The three main reasons for not having a pension

The three main reasons for not having a pension

For some people, retirement planning can seem like a Catch-22 at times. They can’t afford to save into a pension, but they can’t afford not to either.

What are they supposed to do? One thing is for sure; something!

Burying your head in the proverbial sand and hoping that the problem goes away isn’t going to solve it. Nor will making up excuses which, if truth be told, aren’t 100% true.

A new report from the Financial Conduct Authority (FCA) reveals that one in three UK people have no savings, and will have to rely solely on the State Pension. This means that around 15 million people will find themselves unable to afford the retirement they want, due to a lack of retirement planning.

So why aren’t people taking their retirement planning seriously? And more importantly, what can they do to ensure that they don’t put their financial wellbeing at risk in retirement?

Reliance on the State Pension

The Financial Lives survey, conducted by the FCA, interviewed 13,000 people and found that 31% of UK adults have no private pension provision. This will leave them entirely reliant on the State Pension, currently £159.55 per week providing they have at least 35 years of National Insurance Contributions (NICs).

Arguably, this may be enough for some to live on. But, it is unlikely that they will have the standard of living that they desire, or that they will be prepared for a financial emergency. It is also likely that the State Pension will be significantly lower than the income they earned before retirement.

For those that won’t be able to survive on the State Pension alone, an alternative income must be provided, usually from a personal or workplace pension. However, the report reveals three common reasons that people give for not paying into a pension:

Reason #1 “It’s too late to set a pension up”: 32% of over 50s believe that they have missed the boat for pension contributions. Whilst the right time for setting up a pension is bound to differ depending on who you ask, the generally accepted answer is as soon as humanly possible.
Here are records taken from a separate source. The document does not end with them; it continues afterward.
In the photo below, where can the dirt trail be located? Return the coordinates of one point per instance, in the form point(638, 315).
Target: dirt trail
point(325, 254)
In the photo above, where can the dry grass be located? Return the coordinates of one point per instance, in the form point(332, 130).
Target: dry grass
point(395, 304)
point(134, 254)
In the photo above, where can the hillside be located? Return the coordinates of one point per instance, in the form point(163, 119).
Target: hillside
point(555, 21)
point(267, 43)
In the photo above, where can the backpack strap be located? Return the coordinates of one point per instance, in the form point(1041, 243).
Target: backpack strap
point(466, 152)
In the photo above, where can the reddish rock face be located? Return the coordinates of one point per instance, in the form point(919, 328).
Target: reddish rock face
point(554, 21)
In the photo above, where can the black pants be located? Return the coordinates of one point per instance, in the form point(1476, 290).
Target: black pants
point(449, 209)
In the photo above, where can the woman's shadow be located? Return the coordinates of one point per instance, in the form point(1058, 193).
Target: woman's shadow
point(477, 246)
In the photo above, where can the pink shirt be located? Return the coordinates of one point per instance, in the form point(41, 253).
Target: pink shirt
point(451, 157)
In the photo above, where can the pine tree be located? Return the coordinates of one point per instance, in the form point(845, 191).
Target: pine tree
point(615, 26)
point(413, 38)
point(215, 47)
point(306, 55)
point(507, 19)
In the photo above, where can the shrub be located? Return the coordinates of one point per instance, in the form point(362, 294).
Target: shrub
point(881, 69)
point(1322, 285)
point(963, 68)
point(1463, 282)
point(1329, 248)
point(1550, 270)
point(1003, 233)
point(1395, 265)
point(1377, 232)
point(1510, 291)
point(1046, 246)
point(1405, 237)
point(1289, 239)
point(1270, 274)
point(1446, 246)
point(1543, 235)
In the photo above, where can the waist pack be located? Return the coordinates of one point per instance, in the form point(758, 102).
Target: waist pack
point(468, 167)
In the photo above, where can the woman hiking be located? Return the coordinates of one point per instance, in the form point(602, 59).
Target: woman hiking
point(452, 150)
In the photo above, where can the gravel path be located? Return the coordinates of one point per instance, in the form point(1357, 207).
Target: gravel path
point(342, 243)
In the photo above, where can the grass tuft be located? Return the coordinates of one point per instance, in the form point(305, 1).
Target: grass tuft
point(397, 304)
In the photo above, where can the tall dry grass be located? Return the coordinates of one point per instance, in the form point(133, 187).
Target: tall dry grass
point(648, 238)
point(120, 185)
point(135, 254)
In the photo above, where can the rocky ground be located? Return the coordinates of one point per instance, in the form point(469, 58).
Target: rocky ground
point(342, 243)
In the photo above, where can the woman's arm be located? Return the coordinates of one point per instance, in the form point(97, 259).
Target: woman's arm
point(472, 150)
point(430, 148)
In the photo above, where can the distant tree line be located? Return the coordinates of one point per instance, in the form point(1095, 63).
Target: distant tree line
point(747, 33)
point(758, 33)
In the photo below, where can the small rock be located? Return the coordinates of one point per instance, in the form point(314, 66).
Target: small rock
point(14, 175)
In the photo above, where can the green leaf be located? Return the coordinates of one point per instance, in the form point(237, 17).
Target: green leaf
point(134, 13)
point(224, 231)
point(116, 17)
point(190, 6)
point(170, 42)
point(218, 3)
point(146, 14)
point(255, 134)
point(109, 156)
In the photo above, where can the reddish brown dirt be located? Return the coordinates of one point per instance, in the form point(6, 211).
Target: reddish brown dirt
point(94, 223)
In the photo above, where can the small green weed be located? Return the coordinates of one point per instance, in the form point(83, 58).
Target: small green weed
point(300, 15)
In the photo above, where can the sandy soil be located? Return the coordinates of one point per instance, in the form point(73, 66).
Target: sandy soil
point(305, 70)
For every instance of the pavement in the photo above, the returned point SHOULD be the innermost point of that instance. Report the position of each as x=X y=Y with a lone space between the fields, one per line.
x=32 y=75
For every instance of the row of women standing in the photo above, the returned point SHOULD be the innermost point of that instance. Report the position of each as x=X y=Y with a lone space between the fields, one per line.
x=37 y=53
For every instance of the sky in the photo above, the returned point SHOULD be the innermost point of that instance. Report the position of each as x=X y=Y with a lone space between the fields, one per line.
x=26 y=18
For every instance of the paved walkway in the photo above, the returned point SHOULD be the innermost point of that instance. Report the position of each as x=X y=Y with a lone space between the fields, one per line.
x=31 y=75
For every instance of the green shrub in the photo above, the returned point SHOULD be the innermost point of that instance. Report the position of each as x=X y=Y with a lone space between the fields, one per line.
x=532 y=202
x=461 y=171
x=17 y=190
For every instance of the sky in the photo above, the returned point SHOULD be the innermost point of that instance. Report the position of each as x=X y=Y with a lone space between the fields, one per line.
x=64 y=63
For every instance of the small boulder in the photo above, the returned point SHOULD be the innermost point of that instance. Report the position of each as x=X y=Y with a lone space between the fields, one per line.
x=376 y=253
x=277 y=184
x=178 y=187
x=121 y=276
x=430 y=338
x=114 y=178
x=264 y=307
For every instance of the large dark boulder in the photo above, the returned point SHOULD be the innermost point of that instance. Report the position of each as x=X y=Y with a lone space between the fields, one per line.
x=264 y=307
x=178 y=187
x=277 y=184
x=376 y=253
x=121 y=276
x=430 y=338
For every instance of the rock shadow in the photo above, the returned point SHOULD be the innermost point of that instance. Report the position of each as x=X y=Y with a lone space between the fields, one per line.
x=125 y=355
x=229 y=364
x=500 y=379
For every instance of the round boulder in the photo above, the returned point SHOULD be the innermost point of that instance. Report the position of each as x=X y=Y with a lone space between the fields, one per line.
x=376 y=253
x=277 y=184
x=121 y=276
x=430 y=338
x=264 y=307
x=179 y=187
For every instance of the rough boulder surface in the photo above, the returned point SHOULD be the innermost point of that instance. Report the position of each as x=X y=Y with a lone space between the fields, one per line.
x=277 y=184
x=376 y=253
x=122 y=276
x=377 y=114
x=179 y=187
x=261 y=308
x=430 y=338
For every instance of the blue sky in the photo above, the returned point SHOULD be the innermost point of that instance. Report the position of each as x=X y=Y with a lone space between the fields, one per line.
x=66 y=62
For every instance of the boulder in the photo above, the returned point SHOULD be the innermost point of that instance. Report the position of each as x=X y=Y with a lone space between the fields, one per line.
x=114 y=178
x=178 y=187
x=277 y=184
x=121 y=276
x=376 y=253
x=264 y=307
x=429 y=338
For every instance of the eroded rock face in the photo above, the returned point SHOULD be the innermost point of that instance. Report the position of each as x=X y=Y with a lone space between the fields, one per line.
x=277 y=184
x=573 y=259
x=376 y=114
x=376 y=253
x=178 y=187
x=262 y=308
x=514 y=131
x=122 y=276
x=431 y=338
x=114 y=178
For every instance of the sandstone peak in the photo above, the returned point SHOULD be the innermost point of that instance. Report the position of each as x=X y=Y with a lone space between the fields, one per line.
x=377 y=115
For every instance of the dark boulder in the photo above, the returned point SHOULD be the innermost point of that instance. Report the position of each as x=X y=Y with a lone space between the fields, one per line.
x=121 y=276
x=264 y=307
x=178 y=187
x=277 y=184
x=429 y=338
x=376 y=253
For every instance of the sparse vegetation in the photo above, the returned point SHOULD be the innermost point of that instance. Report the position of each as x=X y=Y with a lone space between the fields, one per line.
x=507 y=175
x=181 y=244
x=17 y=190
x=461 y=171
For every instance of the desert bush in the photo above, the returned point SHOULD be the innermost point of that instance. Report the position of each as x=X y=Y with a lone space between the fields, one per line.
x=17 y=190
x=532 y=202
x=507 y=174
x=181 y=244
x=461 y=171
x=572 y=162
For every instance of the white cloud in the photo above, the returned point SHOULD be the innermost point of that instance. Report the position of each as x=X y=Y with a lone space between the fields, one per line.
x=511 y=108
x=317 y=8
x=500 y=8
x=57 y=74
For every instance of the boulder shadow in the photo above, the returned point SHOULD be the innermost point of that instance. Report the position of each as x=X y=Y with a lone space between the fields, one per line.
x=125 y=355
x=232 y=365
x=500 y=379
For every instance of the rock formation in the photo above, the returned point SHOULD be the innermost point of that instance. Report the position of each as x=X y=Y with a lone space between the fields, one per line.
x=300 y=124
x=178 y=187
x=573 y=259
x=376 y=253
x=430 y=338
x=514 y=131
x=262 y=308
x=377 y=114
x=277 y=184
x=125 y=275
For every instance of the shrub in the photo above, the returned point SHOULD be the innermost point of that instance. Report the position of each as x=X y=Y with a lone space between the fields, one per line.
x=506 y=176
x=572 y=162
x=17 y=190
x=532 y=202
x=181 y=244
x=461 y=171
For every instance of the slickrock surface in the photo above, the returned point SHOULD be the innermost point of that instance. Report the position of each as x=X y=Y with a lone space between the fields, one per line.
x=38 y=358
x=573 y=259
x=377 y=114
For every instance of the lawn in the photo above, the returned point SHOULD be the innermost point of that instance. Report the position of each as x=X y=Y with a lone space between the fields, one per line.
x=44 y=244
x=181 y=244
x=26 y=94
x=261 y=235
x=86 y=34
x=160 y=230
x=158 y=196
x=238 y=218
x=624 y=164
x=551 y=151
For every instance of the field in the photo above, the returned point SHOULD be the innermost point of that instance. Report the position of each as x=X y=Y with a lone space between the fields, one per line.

It is never too late to pay into a pension, and if you have a workplace scheme available to you, it will be boosted by three parties paying into it:

  • You
  • Your employer
  • The Government (in the form of tax relief)

Leaving things to the last minute isn’t ideal, but what’s the alternative? Trying to get by on the State Pension? Never retiring?

Anything is better than nothing, so if you can’t start yesterday then start today!

Reason #2 “It’s unaffordable”: 26% of people believe that they can’t afford to pay into a pension. Finding the money to contribute into a pension is never an easy thing. There is always something seemingly more urgent to spend money on, and if there isn’t, you can always think of something new and shiny that you simply can’t go without.

Retirement planning is all about striking a balance between living today and saving for tomorrow. With relatively high inflation and stagnant wage growth, it is no doubt more difficult to put money away for the long-term. However, utilising every bit of help available, such as workplace pensions and Lifetime ISAs can make the little money you have to contribute stretch that bit  further.

Often, the habit of putting money aside is the most difficult thing to form. Starting small, and scaling the amount contributed into a pension up or down, depending on how much you can afford each month can be effective. Paying a set amount into a pension at the start of the month, before any other expenses come out can also help. This will ensure that any money left over at the end of the month has already been spent on your retirement goals, rather than a few cheeky pints after work.

Reason #3 “I rely on my partner”: 12% of people said that they relied on their partner to contribute into a pension, and would be supported by them in retirement. This may be a valid point, but what happens should the happy duet decide they want to pursue solo careers? Unromantic it may seem, but hedging your bets and ensuring you have a safety net is rarely a bad idea. In 2014, there were 240,854 marriages and 114,720 divorces, meaning those relying on a partner are doing so against worryingly high odds.

Divorce talk aside, what happens if the person you are relying on dies? It isn’t a pleasant thought, but what happens to their pension?

Take advice

From those that feel they have left it too late, to those who feel that saving into a pension is unaffordable, professional financial advice can put you back on track with your retirement planning. Whilst it probably won’t be enough to live on, the State Pension forms the foundation of your income in retirement, and an adviser can help you understand how much more is needed for the lifestyle you want to lead.